5.4 Tous les médecins psychiatres (et internistes) qui ont été appelés à se
prononcer sur la symptomatologie de l'intéressé ont mentionné, comme
diagnostic principal, la schizophrénie ou les troubles schizo-affectifs qui
incluent les symptômes caractéristiques de cette affection en sus d'un autre
épisode, soit dépressif majeur, soit maniaque, soit mixte et apparaissent
donc comme une forme aggravée de la schizophrénie. L'analyse des documents
médicaux met en évidence une grande continuité et constance dans le
diagnostic qui n'a pas varié au cours des trente-six ans qui séparent le
premier épisode dépressif de l'intéressé en 1966 et la date de la décision
litigieuse (31 octobre 2002). L'anamnèse est marquée par un certain nombre
d'hospitalisations, toutes motivées par une aggravation des troubles
psychiques. Le parcours professionnel est chaotique et s'inscrit dans le
cadre typique des manifestations de la schizophrénie. Aussi bien, au Brésil,
au Chili qu'en Suisse, l'intéressé a travaillé de manière irrégulière dans
des postes subalternes. Ces périodes de travail ont été entrecoupées de
périodes inactives (attribuables le plus souvent aux effets de la
schizophrénie). Au cours des vingt années prises en considération par la
commission de recours dans son jugement du 12 octobre 2000 (1974 à 1994), les
revenus ont varié de 4'733 fr. (en 1983) à 50'729 fr. (en 1981). Par
ailleurs, l'intéressé n'a pas réalisé de gain en 1975, 1976, 1986, 1987, 1990
et 1991. Le montant total des revenus acquis au cours de cette période de
vingt ans s'élève à 213'473 fr., ce qui donne une moyenne de 10'674 fr. par
an. Par la suite, l'intéressé a travaillé quelque peu en 1995 et en janvier
1996 (date à laquelle il a cessé d'exercer une activité lucrative et déposé
sa première demande de prestations de l'assurance-invalidité). Ces variations
sont caractéristiques de la schizophrénie.

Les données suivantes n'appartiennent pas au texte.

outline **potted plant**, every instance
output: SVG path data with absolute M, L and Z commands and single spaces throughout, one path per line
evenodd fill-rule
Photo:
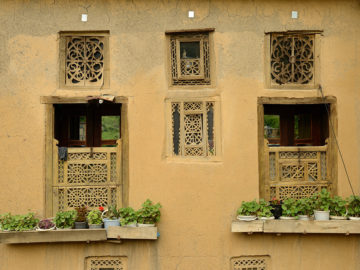
M 86 214 L 85 206 L 76 207 L 75 229 L 86 229 Z
M 102 212 L 98 209 L 91 210 L 87 215 L 87 221 L 89 223 L 90 229 L 100 229 L 102 228 L 103 222 L 101 218 Z
M 147 199 L 137 212 L 137 223 L 139 227 L 153 227 L 160 220 L 161 204 L 153 204 Z
M 101 211 L 102 207 L 99 207 Z M 120 226 L 120 212 L 116 209 L 115 205 L 110 205 L 109 208 L 102 212 L 104 227 L 107 229 L 109 226 Z
M 120 223 L 124 227 L 136 227 L 137 212 L 131 207 L 120 208 Z
M 287 198 L 283 200 L 282 205 L 282 216 L 280 219 L 297 219 L 299 214 L 298 205 L 295 199 Z
M 259 200 L 259 210 L 257 216 L 262 220 L 274 219 L 274 215 L 271 212 L 273 210 L 269 202 L 264 199 Z
M 260 209 L 260 205 L 256 200 L 250 202 L 242 202 L 237 210 L 237 219 L 244 221 L 251 221 L 256 219 L 256 214 Z
M 275 219 L 279 219 L 282 216 L 281 201 L 274 197 L 270 201 L 270 206 L 272 207 L 271 213 Z
M 52 220 L 48 218 L 40 220 L 36 227 L 37 231 L 51 231 L 55 229 L 56 229 L 55 223 L 53 223 Z
M 314 212 L 313 201 L 310 198 L 297 200 L 297 208 L 299 211 L 299 220 L 309 220 Z
M 60 211 L 56 213 L 54 222 L 56 228 L 58 229 L 72 229 L 75 224 L 75 219 L 76 219 L 75 210 L 64 211 L 64 212 Z
M 347 219 L 346 211 L 347 201 L 339 196 L 335 196 L 330 202 L 330 219 L 345 220 Z
M 320 192 L 312 196 L 314 204 L 315 220 L 329 220 L 330 217 L 330 192 L 323 188 Z
M 351 220 L 360 220 L 360 197 L 351 195 L 348 199 L 348 216 Z

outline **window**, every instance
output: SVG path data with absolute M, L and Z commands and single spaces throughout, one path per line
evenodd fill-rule
M 126 270 L 125 257 L 88 257 L 85 259 L 86 270 Z
M 269 270 L 269 256 L 241 256 L 231 258 L 232 270 Z
M 219 151 L 215 100 L 171 101 L 170 155 L 214 157 Z
M 269 38 L 270 86 L 314 88 L 319 65 L 316 33 L 271 33 Z
M 337 152 L 329 131 L 330 120 L 336 126 L 335 103 L 325 100 L 259 98 L 265 103 L 259 105 L 261 197 L 300 199 L 322 188 L 335 193 Z
M 170 35 L 172 85 L 210 85 L 208 32 Z
M 56 104 L 53 211 L 121 205 L 121 104 Z
M 108 34 L 60 33 L 60 86 L 108 87 Z

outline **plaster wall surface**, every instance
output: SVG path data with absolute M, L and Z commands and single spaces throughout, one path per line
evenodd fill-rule
M 187 11 L 194 10 L 189 19 Z M 291 19 L 297 10 L 298 19 Z M 88 22 L 80 21 L 88 13 Z M 127 256 L 129 269 L 230 269 L 270 255 L 271 269 L 360 269 L 360 238 L 230 232 L 241 201 L 259 197 L 257 98 L 319 97 L 265 88 L 265 33 L 321 30 L 320 83 L 337 98 L 338 140 L 360 192 L 360 2 L 0 0 L 0 213 L 45 212 L 45 105 L 40 96 L 129 100 L 129 205 L 163 205 L 155 242 L 0 245 L 0 269 L 83 269 L 86 256 Z M 214 86 L 169 88 L 165 31 L 215 28 Z M 59 31 L 110 32 L 110 88 L 59 88 Z M 166 158 L 165 99 L 219 96 L 220 160 Z M 338 159 L 338 193 L 351 194 Z

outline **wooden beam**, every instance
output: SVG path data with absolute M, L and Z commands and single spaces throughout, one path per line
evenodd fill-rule
M 121 227 L 110 226 L 107 229 L 107 238 L 110 239 L 144 239 L 156 240 L 157 227 Z

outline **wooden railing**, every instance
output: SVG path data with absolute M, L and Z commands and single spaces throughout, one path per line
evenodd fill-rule
M 309 197 L 329 188 L 328 146 L 277 147 L 265 143 L 269 198 Z
M 121 140 L 116 147 L 68 148 L 67 160 L 53 153 L 53 209 L 119 205 L 121 198 Z

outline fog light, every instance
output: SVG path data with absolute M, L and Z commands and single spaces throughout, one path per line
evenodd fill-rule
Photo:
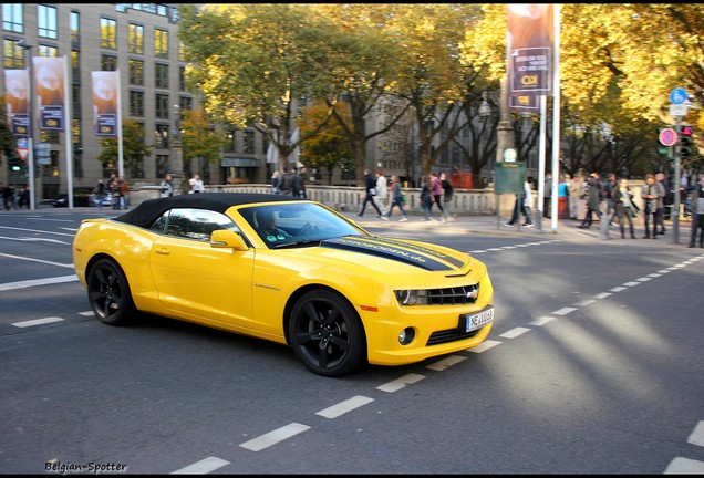
M 415 339 L 415 332 L 413 331 L 413 328 L 406 328 L 398 334 L 398 343 L 401 345 L 408 345 L 411 342 L 413 342 L 413 339 Z

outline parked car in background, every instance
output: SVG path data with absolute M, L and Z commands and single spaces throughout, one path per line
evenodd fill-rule
M 73 263 L 105 324 L 145 312 L 252 335 L 323 376 L 472 349 L 494 322 L 478 259 L 283 195 L 179 195 L 84 219 Z

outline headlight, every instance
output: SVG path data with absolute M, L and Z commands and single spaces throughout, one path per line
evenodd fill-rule
M 427 291 L 425 290 L 397 290 L 394 291 L 401 305 L 427 305 Z

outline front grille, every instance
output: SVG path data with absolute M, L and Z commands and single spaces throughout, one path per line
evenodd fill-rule
M 479 284 L 457 288 L 429 289 L 426 292 L 428 305 L 473 304 L 479 297 Z
M 457 342 L 465 339 L 472 339 L 477 333 L 479 333 L 480 330 L 482 329 L 465 332 L 459 329 L 449 329 L 446 331 L 433 332 L 431 334 L 431 337 L 427 340 L 426 345 L 438 345 L 442 343 Z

5.5 Sur le vu de ce qui précède, on doit convenir qu'aucun rapport médical ne
mentionne une rémission de la schizophrénie et qu'aucun élément du dossier ne
permet de conclure à la disparition de cette affection. Or la schizophrénie
entraîne des répercussions sur la capacité de travail dès la survenance, en
1966, des premiers symptômes (cf. rapport du docteur C.________ du 1er avril
1997). Ces effets ont perduré jusqu'à la date de la décision litigieuse et
perdureront au-delà. Il ne fait aucun doute que la schizophrénie a toujours
occupé le premier plan. Dans ce contexte, la fibromyalgie dont fait état le
rhumatologue B.________, dans un rapport postérieur à la décision litigieuse,
ne saurait être invoquée comme un nouveau cas d'assurance. Cette maladie joue
un rôle tout à fait secondaire dans l'invalidité de N.________ causée de
manière prépondérante et durable par la schizophrénie. Par ailleurs, au
contraire des médecins de l'Hôpital Z.________, en particulier, ce praticien
n'a pas eu une vue d'ensemble de l'état de santé de l'intéressé. Quoi qu'il
en soit, même si l'appréciation du docteur B.________ se rapportait à des
faits antérieurs à la décision litigieuse, elle ne serait pas propre à
établir que la fibromyalgie se trouve désormais au premier plan au titre de
maladie invalidante.

5.6 Dans ces circonstances, le refus de rente de l'OCAI était justifié.

6.
Comme le relève l'OFAS, l'intéressé peut demander à ce qu'on examine son
droit à des prestations complémentaires au sens de l'art. 2c let. b LPC (cf.
chiffre 3 du recours).

7.
Sur le vu de ce qui précède, le recours de l'OFAS est bien fondé et, Paul
Neves Benchimol, qui succombe, n'a pas droit à des dépens (art. 159 al. 1 OJ
en corrélation avec l'art. 135 OJ).

8.
L'issue de la procédure conduit à l'annulation du jugement cantonal. Par
conséquent, Paul Neves Benchimol ne peut prétendre des dépens pour la
procédure cantonale. Son recours est donc sans objet. Il y a lieu de statuer
sans frais, de sorte qu'on peut se dispenser de statuer sur la demande
d'assistance judiciaire déposée par l'intéressé.

Par ces motifs, le Tribunal fédéral des assurances prononce:

1.
Les causes I 351/04 et I 400/04 sont jointes.

2.
Le recours de l'OFAS est admis et le jugement du 25 mai 2004 du Tribunal
cantonal des assurances sociales est annulé.

3.
Il est constaté que le recours I 351/04 est devenu sans objet.

4.
Il n'est pas perçu de frais de justice.

5.
Le présent arrêt sera communiqué aux parties et au Tribunal cantonal des
assurances sociales du canton de Genève.